Season’s best: April 2024

Season’s best: April 2024

As we lean into autumn, it’s time to embrace the vitamins and minerals provided by Mother Earth

Kick-off with a kumquat

Given there seems to be a kumquat tree on almost every corner, it’s surprising that we don’t see more of these citrussy little delights in stores. Plump, sweet, and vibrant on the outside, with a sharp sour juicy interior, these miniature oranges are high in Vitamin C and fibre and have antioxidant, anti-inflammatory, and immune-boosting properties. Originally from China, the name comes from a Chinese word that translates to ‘golden mandarin orange’, and they are delicious in preserves and chutneys. For a tasty tipple, make a small hole in about 20 kumquats and steep in your favourite spirit – vodka or rum are both good – with about two-and-a-half cups of sugar for about four weeks, turning occasionally.

Fine fennel

Season’s best: April 2024

The feathery fennel bulb is a wonderful addition to your meals for a nutritious super-boost.

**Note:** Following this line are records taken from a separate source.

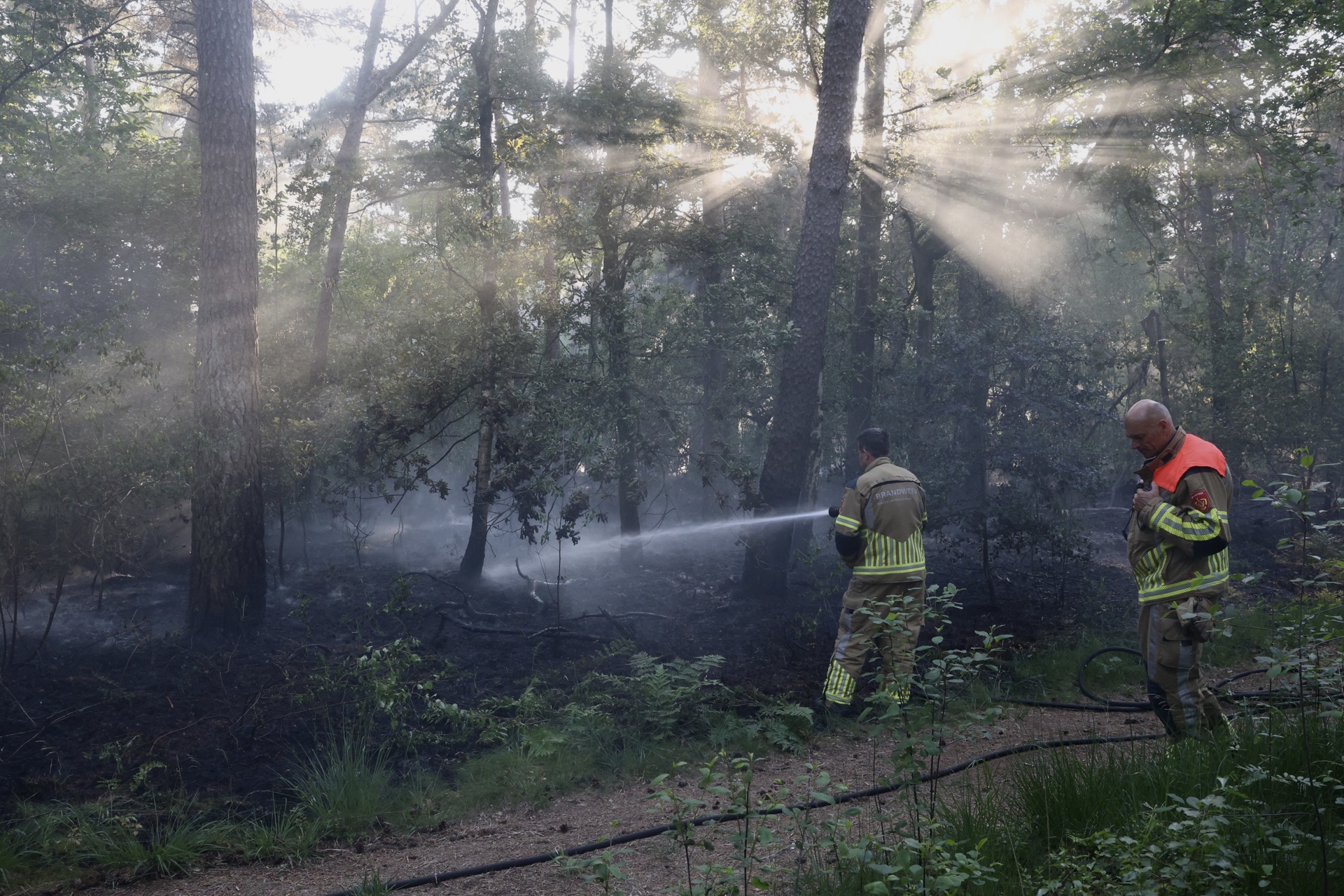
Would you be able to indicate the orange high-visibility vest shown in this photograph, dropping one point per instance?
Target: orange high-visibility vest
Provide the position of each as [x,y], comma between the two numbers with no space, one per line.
[1194,451]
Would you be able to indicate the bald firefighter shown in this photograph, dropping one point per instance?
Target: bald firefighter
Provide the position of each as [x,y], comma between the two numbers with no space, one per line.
[1177,538]
[879,535]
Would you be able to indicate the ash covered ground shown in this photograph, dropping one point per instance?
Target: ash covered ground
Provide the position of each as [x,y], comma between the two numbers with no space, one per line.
[121,685]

Highly nutritious and good for bone health and development, fennel has been used as a natural medicine for centuries. This licoricey-tasting veg is said to help prevent and reduce muscle spasms and improve muscle cramps, digestion, and flatulence. Many breastfeeding mums are recommended to try drinking fennel tea and eating fennel to soothe a colicky baby. It’s delicious sliced thinly in salads; I particularly enjoy it with radishes along with sweet fruits such as mandarin or sliced apple, and it’s also delicious roasted and slathered in oozy, creamy cheese.

Pantry staple: Dijon mustard

Season’s best: April 2024

There’s nothing like the savoury hit of Dijon mustard to really hit the spot. This versatile condiment is named after the city of Dijon in Burgundy, France – the centre of mustard-making in the late Middle Ages. Originally made from verjuice – an acidic liquid made from unripe fruit – these days it’s made up of brown mustard seeds, white wine, vinegar, water, and salt. It’s useful for pretty much any dish: as a base ingredient for salad dressings, as a marinade for meats and veggies, as a glaze, or even added to your cheese fondue (the horseradish Dijon is particularly excellent for this). It’s particularly good paired with pork. It also makes a fantastic glaze for roasted fennel; just add a couple of kumquat rinds to the mix, and you’ve got a recipe from this whole page.